Prior to October 1968, the Supreme Court did not regularly commission transcripts, except when the Court deemed it appropriate. For example, all the oral arguments in Brown v. Board of Education (I) and Brown v. Board of Education (II) were fully transcribed.
In even older cases, you’ll occasionally find transcripts of arguments recorded in U.S. Reports. Norman v. Baltimore & Ohio R. Co. is one such case. It records the “arguments” of the attorneys for both Norman and the Baltimore & Ohio Railroad Company, as well as the “oral argument” of Attorney General Cummings, along with the following footnote:
Mr. Cummings’ address, stenographically reported, has been printed in full by the Government Printing Office. Omissions from the present report are marked by dots. He also closed the argument in all of the cases.
The U.S. Reports volume makes clear that the “arguments” were simply extracted from the briefs, whereas the “oral argument” was more like a conventional transcript – except that it was edited, which severely compromises it as a record. Fortunately, a transcript “printed in full” presumably exists somewhere, and we can hope that someday all such “stenographically reported” documents will become available online.

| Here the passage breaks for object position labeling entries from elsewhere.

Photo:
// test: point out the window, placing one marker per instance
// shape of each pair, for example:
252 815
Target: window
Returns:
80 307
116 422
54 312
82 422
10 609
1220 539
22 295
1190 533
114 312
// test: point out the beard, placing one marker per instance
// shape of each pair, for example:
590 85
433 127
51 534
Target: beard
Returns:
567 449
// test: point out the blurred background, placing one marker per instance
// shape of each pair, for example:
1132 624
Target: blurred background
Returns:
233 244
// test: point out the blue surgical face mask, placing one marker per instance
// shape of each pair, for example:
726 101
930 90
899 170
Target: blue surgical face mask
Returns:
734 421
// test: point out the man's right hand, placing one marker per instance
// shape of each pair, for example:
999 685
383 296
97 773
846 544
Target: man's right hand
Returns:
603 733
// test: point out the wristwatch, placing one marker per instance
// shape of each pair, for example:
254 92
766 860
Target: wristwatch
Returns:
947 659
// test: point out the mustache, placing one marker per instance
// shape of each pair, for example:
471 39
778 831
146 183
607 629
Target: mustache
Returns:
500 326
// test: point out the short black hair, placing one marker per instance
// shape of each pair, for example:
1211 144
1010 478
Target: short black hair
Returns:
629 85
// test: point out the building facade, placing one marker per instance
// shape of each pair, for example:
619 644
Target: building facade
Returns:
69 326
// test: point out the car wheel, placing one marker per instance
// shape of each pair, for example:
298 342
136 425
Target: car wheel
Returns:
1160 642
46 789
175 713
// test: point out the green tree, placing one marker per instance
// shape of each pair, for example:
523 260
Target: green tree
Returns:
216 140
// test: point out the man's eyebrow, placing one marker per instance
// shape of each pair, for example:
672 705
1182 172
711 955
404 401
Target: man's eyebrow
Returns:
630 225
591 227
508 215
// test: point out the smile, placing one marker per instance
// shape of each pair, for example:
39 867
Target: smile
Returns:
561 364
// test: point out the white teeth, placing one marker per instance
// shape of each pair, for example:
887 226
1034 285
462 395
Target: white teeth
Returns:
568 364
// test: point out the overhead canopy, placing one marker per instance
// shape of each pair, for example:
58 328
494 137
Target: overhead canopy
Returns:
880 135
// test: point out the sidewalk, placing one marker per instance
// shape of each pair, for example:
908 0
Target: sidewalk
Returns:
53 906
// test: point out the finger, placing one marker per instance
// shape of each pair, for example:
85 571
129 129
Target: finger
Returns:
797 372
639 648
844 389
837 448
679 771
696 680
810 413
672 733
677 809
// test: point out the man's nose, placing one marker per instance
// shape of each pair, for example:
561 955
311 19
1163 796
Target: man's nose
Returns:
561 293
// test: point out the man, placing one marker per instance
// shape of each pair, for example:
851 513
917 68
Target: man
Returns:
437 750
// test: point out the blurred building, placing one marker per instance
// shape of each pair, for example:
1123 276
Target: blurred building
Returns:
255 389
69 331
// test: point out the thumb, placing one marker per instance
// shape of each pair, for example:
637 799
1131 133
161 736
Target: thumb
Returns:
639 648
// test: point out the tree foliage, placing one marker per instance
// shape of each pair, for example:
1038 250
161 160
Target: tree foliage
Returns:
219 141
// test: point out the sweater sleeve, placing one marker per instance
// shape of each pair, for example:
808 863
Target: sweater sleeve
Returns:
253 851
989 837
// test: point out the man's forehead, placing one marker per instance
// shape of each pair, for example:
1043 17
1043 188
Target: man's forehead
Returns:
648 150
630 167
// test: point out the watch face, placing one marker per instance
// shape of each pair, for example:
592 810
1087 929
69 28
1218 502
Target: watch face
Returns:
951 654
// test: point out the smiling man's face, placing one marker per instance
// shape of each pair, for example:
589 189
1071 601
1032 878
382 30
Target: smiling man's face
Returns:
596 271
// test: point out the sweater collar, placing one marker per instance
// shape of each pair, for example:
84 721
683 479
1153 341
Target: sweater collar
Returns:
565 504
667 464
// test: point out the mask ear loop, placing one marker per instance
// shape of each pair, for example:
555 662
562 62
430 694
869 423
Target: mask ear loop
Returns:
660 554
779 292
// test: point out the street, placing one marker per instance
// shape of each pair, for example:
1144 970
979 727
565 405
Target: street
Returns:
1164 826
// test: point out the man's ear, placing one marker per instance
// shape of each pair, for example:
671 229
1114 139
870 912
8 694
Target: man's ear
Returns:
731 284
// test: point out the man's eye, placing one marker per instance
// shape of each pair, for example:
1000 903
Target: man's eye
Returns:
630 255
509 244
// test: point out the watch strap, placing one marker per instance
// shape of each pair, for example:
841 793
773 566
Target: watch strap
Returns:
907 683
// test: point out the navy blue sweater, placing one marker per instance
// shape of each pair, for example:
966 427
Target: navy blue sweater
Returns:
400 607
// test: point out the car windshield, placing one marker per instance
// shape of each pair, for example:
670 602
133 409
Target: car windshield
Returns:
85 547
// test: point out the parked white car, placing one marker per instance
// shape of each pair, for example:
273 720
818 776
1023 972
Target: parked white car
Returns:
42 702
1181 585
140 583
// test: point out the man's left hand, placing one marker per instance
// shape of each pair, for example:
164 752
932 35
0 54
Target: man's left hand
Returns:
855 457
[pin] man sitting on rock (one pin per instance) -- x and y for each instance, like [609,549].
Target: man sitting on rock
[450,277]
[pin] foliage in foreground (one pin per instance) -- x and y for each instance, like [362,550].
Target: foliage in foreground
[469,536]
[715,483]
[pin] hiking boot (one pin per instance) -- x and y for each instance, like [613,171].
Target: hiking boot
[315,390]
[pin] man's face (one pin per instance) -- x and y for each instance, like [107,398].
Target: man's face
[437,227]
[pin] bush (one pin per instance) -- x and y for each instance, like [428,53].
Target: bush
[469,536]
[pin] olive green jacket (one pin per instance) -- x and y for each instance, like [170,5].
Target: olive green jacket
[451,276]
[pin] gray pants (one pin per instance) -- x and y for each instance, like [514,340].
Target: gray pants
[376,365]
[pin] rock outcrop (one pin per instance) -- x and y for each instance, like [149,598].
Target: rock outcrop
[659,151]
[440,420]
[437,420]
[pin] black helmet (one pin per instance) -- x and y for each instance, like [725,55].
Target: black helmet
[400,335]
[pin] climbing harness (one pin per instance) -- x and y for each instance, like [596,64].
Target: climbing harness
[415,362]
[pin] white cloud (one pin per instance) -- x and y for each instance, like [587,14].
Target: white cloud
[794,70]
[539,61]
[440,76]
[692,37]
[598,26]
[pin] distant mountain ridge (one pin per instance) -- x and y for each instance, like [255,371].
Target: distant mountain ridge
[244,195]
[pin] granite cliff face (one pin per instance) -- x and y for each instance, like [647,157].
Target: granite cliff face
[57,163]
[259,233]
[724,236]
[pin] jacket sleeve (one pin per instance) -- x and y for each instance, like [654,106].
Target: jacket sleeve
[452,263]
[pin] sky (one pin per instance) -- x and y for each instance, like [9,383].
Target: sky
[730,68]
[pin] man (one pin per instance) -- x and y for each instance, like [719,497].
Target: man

See our post on The Supreme Court Library for further discussion.
Note Regarding Speakers
You may notice that transcripts produced by the U.S. Supreme Court from October Term 1968 through October Term 2003 intentionally withheld the names of the Justices who spoke during oral argument. Instead of a name, transcripts would use “Q” or “QUESTION” to indicate a question or other interjection from a Justice.
This policy was established by Chief Justice Earl Warren, perhaps to create the illusion that the Court spoke with one voice, but it’s unclear exactly when the practice was adopted, since the Court did not routinely produce official transcripts until October Term 1968. However, it seems likely that both practices changed at the same time, because we have a copy of the official transcript of the reargument of Time v. Hill from October 18, 1966, and all Justices are identified.
Also, one should not assume that any transcript prior to 1968 is an “official” transcript, because most transcripts from 1955 to 1968 usually came from either the University Publications of America (UPA) microfiche collection or the Landmark Briefs and Arguments (LBA) series, and those were simply recreated by transcribing the audio recordings made during that period. So in those cases, the lack of speaker names is a question of the editor’s effort, not Court policy.
The policy was finally abandoned by Chief Justice William Rehnquist, beginning October Term 2004.
Prior to October Term 1968, you can find unofficial transcripts of cases from the Warren Court in the aforementioned University Publications of America (UPA) microfiche collection. Selected transcripts from even older cases can also be found in the Landmark Briefs and Arguments (LBA) series; unfortunately, LBA transcripts were re-transcribed and reformatted for publication, so it’s impossible to make any assessment of their accuracy or provenance.
All oral arguments in the U.S. Supreme Court cases from October 1955 onward were recorded by the Court on reel-to-reel tape and subsequently deposited at the National Archives, which The Oyez Project finished digitizing and transcribing several years ago, so with only a few exceptions (i.e., where the recording was lost, damaged, or incomplete), unofficial transcripts can be obtained from their website for all such cases.
Advantages of the Oyez transcripts include: synchronization with the audio, live playback, searching and clipping functionality, and identification of previously unidentified Justices. So, while the Oyez transcripts must be considered “unofficial,” they are actually easier to use and verify than even the Court’s own transcripts.
Unfortunately, there are a few (extremely rare) caveats regarding the authenticity of transcripts derived from audio: instances where the recording equipment failed, and where the Court “edited” the audio recording before sending it to the National Archives (eg, to remove a public outburst in the courtroom).
One apparent example of the latter is Octane Fitness v. ICON Health & Fitness, where an outburst occurred roughly 49 minutes into the argument, but both the outburst and Justice Kennedy’s comments (“Take your time, take your time.”) are missing from the recording. I’m unaware of the Court ever confirming or denying this practice, but if true, it’s regrettable that the Court would prioritize vanity and decorum over the historical accuracy of what actually transpired.
There may have even been instances where someone at the Court “edited” (or considered editing) audio recordings after they had been delivered to the National Archives. See About That Keeton v. Hustler Recording.